A flamboyance of flamingos or a bowl of roseate spoonbills?
Tourists in search of the wild flamingo will often mistake a "bowl" of roseate spoonbills for the "flamboyance" of flamingos they seek. Although both birds are social animals who live in large groups, they aren't even close relatives. Also, neither one of them is the bright pink of those classic kitsch plastic flamingos that you most definitely will see all over Florida. Both the spoonbill and the flamingo come in a warmer shade of pink, an almost coral hue. While the spoonbill does indeed have a bill shaped like a long spoon, the flamingo is slightly more svelte and has a distinctive down-turned black bill.
Where to be sure of finding flamingos
Zoos. There are flamingos in zoos. As you enter Zoo Miami, for example, you will encounter the zoo's 40 flamingo residents, usually found in their at-ease position (standing on one stick-like leg, head tucked in). This zoo takes care to provide as natural a habitat as possible for its birds, even to the extent of providing bird couples with a special clay for their nest mounds. Usually a single egg is laid, and the couple can stay mated for life.

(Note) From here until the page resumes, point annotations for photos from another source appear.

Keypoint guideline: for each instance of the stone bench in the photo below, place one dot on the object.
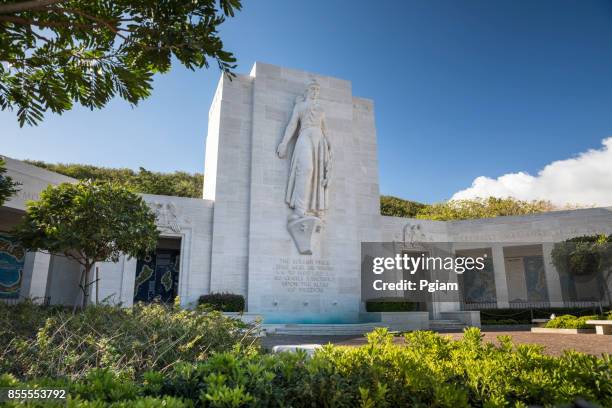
(540, 322)
(601, 326)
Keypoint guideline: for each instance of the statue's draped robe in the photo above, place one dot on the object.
(310, 163)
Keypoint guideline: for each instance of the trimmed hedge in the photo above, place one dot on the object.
(573, 322)
(390, 306)
(523, 316)
(37, 341)
(431, 370)
(223, 302)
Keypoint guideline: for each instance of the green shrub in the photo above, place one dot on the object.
(223, 302)
(570, 322)
(390, 306)
(132, 341)
(524, 316)
(431, 370)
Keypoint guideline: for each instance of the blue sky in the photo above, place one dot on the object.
(461, 89)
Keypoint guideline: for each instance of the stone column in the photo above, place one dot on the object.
(501, 284)
(35, 276)
(553, 281)
(128, 281)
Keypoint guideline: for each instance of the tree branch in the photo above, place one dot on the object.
(98, 20)
(30, 22)
(20, 6)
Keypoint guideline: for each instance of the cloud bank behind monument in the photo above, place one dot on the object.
(584, 180)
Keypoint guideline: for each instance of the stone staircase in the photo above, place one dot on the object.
(446, 325)
(353, 329)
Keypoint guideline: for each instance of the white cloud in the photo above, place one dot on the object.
(585, 180)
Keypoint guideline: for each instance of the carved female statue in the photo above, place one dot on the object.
(311, 161)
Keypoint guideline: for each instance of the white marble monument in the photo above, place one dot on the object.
(290, 192)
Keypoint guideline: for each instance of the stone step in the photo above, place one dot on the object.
(446, 325)
(323, 329)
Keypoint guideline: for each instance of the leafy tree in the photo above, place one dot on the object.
(397, 207)
(55, 53)
(585, 256)
(88, 222)
(482, 208)
(179, 183)
(7, 186)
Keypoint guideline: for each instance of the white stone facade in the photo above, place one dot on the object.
(236, 239)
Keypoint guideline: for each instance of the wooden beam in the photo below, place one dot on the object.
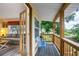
(30, 26)
(62, 32)
(63, 7)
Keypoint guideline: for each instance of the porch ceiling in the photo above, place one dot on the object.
(47, 11)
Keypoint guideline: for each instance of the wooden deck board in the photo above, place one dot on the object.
(48, 50)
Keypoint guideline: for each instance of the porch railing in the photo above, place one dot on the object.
(69, 48)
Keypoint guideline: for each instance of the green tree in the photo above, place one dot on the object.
(75, 31)
(57, 28)
(47, 26)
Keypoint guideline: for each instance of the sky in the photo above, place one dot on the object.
(70, 24)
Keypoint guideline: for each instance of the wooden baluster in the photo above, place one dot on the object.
(72, 51)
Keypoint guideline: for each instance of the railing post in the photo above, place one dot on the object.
(62, 32)
(53, 37)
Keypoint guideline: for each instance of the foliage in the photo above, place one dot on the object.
(57, 28)
(75, 31)
(47, 26)
(70, 17)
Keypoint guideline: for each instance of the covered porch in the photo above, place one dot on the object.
(59, 45)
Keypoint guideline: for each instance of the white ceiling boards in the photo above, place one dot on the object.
(11, 10)
(47, 11)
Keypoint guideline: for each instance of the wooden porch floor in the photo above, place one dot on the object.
(10, 50)
(49, 50)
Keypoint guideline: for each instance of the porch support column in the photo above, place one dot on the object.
(53, 39)
(62, 32)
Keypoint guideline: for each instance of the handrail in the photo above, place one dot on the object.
(68, 46)
(71, 48)
(75, 44)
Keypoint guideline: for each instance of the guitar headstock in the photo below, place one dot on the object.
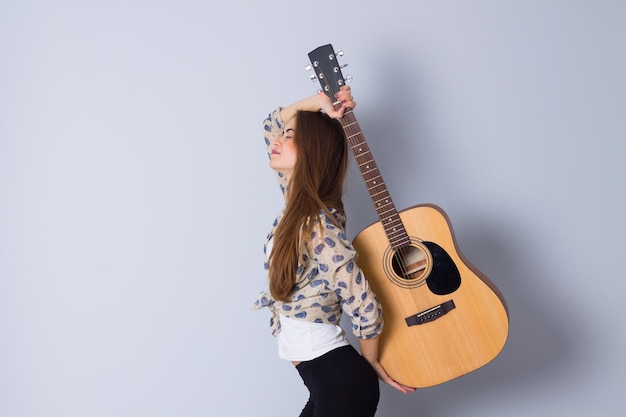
(327, 69)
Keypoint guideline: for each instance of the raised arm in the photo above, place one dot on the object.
(273, 125)
(321, 102)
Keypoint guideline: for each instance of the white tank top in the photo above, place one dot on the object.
(302, 340)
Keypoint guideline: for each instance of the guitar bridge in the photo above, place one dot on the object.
(431, 314)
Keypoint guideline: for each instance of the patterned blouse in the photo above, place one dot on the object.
(328, 279)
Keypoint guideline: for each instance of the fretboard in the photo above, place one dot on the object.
(385, 208)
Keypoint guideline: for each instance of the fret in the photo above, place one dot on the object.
(384, 206)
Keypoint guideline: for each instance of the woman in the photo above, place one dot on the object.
(311, 266)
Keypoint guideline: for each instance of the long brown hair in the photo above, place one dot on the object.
(316, 184)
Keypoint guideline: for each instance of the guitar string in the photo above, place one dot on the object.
(401, 252)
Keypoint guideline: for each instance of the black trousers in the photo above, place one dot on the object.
(341, 383)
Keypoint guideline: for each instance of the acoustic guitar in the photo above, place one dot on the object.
(443, 317)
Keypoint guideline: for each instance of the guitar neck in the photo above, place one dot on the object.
(385, 208)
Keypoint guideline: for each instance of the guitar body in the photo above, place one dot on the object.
(457, 342)
(443, 318)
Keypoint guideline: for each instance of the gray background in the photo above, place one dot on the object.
(135, 193)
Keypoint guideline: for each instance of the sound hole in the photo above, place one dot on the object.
(409, 266)
(410, 263)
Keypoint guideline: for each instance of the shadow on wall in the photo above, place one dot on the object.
(537, 348)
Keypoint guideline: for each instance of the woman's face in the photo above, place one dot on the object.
(283, 155)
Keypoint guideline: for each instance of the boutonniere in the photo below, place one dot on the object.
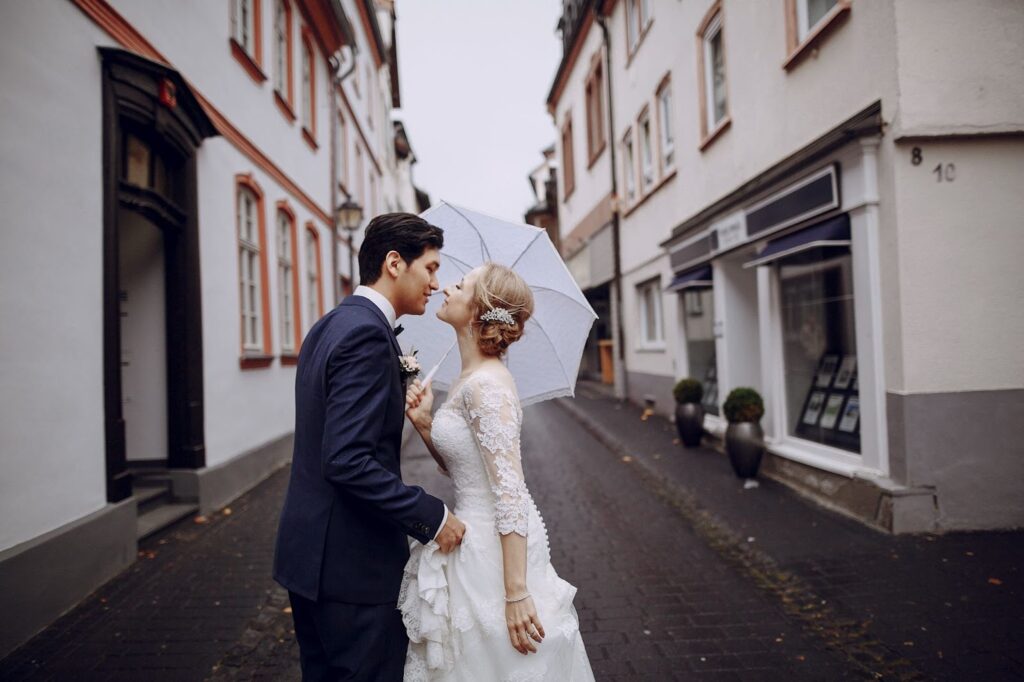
(410, 366)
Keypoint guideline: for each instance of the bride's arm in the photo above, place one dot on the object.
(419, 400)
(495, 421)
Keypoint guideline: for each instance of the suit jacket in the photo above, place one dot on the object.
(347, 513)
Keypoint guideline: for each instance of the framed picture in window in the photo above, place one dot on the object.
(851, 415)
(813, 411)
(833, 408)
(825, 372)
(846, 371)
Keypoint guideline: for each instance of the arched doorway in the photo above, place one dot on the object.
(153, 338)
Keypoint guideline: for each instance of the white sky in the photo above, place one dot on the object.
(474, 78)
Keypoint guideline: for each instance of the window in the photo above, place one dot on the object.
(809, 13)
(314, 299)
(308, 91)
(667, 145)
(283, 51)
(806, 20)
(646, 151)
(253, 298)
(629, 168)
(568, 172)
(595, 110)
(819, 348)
(637, 18)
(288, 303)
(246, 44)
(715, 109)
(651, 334)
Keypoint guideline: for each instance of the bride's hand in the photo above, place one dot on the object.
(419, 400)
(524, 627)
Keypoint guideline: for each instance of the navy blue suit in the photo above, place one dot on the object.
(342, 541)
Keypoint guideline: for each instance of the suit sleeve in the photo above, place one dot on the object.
(356, 400)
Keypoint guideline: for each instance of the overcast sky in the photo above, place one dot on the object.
(474, 78)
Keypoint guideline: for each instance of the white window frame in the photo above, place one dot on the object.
(629, 168)
(312, 280)
(244, 25)
(667, 141)
(250, 285)
(646, 152)
(804, 27)
(286, 296)
(281, 48)
(306, 70)
(715, 28)
(651, 288)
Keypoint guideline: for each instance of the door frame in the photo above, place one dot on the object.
(156, 101)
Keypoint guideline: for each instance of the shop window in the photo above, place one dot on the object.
(651, 331)
(714, 92)
(646, 151)
(568, 172)
(698, 306)
(667, 145)
(629, 168)
(819, 348)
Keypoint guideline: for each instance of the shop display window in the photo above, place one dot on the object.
(819, 348)
(699, 307)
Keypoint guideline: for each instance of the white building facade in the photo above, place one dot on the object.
(169, 178)
(814, 202)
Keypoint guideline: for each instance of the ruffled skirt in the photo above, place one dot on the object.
(454, 609)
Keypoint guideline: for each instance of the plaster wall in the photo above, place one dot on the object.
(960, 67)
(51, 422)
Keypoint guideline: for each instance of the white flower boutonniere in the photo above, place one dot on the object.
(410, 366)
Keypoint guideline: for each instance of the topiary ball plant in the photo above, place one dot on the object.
(687, 390)
(743, 405)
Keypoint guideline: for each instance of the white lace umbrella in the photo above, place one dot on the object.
(545, 361)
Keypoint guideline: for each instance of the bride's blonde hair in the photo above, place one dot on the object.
(500, 287)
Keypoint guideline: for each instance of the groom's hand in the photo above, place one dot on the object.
(451, 535)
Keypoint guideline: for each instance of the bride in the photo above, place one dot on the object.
(494, 608)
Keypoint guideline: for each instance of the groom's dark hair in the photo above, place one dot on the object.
(408, 233)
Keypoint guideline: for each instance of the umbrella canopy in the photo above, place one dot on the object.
(545, 361)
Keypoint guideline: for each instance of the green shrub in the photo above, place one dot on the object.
(687, 390)
(743, 405)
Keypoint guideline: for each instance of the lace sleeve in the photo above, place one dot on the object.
(495, 419)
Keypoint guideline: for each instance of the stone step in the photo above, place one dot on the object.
(162, 516)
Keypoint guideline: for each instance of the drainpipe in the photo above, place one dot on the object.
(334, 64)
(617, 329)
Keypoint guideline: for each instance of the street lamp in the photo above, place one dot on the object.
(349, 217)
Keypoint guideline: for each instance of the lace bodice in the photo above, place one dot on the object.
(477, 433)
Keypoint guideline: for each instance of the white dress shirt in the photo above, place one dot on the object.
(380, 300)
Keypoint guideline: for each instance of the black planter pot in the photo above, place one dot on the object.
(689, 423)
(744, 443)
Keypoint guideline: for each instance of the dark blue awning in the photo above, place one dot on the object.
(698, 278)
(832, 232)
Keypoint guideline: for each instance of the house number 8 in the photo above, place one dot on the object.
(945, 173)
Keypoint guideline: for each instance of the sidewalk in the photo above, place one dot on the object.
(940, 606)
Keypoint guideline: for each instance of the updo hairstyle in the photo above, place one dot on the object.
(500, 287)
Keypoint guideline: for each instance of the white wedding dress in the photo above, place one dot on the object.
(454, 605)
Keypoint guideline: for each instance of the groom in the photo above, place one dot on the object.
(342, 542)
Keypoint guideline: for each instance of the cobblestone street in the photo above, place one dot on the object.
(681, 574)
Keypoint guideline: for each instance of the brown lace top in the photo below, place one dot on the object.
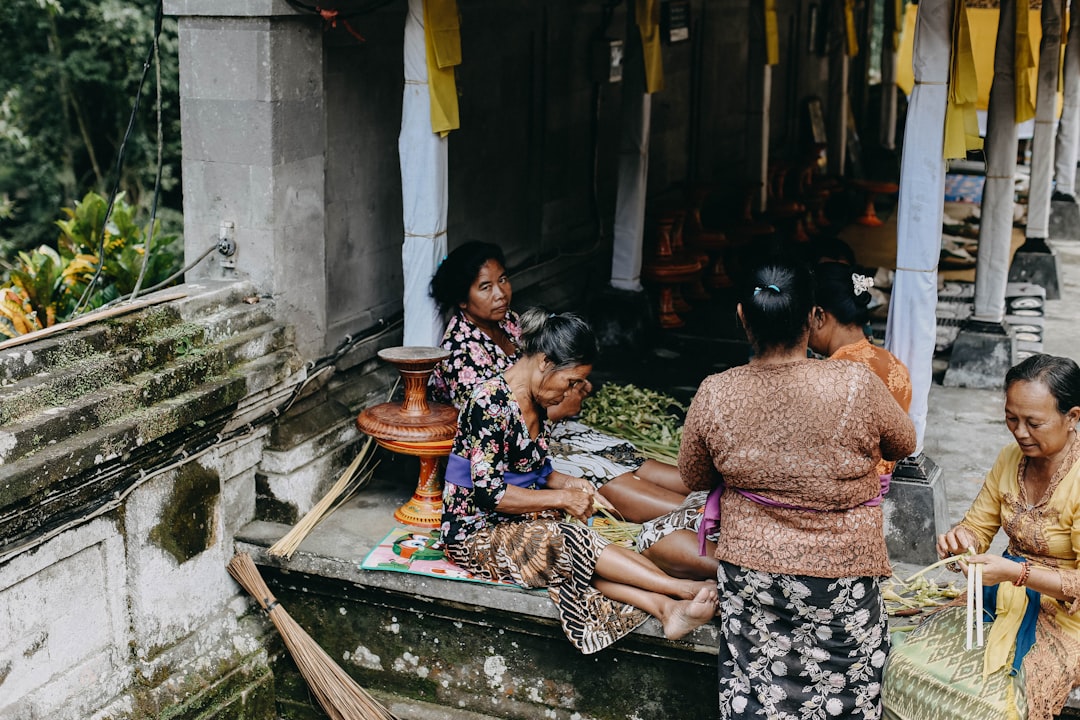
(886, 366)
(807, 434)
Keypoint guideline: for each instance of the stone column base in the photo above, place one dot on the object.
(981, 356)
(916, 511)
(1036, 262)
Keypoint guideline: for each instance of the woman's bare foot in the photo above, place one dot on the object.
(687, 614)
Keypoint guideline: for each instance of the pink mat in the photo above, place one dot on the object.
(418, 552)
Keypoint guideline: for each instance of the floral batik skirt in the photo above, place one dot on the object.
(687, 516)
(562, 557)
(581, 451)
(800, 648)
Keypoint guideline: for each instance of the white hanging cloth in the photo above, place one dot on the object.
(424, 190)
(910, 333)
(1045, 120)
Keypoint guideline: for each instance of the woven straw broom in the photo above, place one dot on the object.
(336, 691)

At the Palm Beach Zoo, small groups have the opportunity to actually become "part of the flock" in a behind-the-scenes experience with the zoo's Chilean flamingos. Visitors cannot touch the birds, but are allowed to feed them from cups, take walks with them and get up-close-and-personal enough for some great photo opportunities. This special interactive experience must be booked ahead of time; there is an additional fee outside of regular zoo admission; each child must be accompanied by an adult, and everyone must wear closed shoes, not sandals. Those wiggly toes can look mighty tasty to a hungry flamingo!
If you want the whole Florida flora and fauna experience in one place, head to Flamingo Gardens in the Ft. Lauderdale area. Here you will find beautiful botanical gardens as well as the largest collection of Florida wildlife in the state from big cats to butterflies – including, of course, flamingos. Take advantage of their wildlife encounter shows and tram tours, too.
Wild flamingos making a comeback
As mentioned earlier, there's a chance that the wild flamingo might move back to Florida after decades of what appeared to be permanent relocation to other places. A small flock of American flamingos has been coming to the same area in Palm Beach County for several years during the spring season. The Audubon Society of the Everglades has partnered with the South Florida Water Management District to offer tours to the public. Nothing is guaranteed; no one knows if this phenomenon of "flamboyance" will diminish or grow or simply go away. But in the meantime, what an adventure it is to take part in a flamingo quest!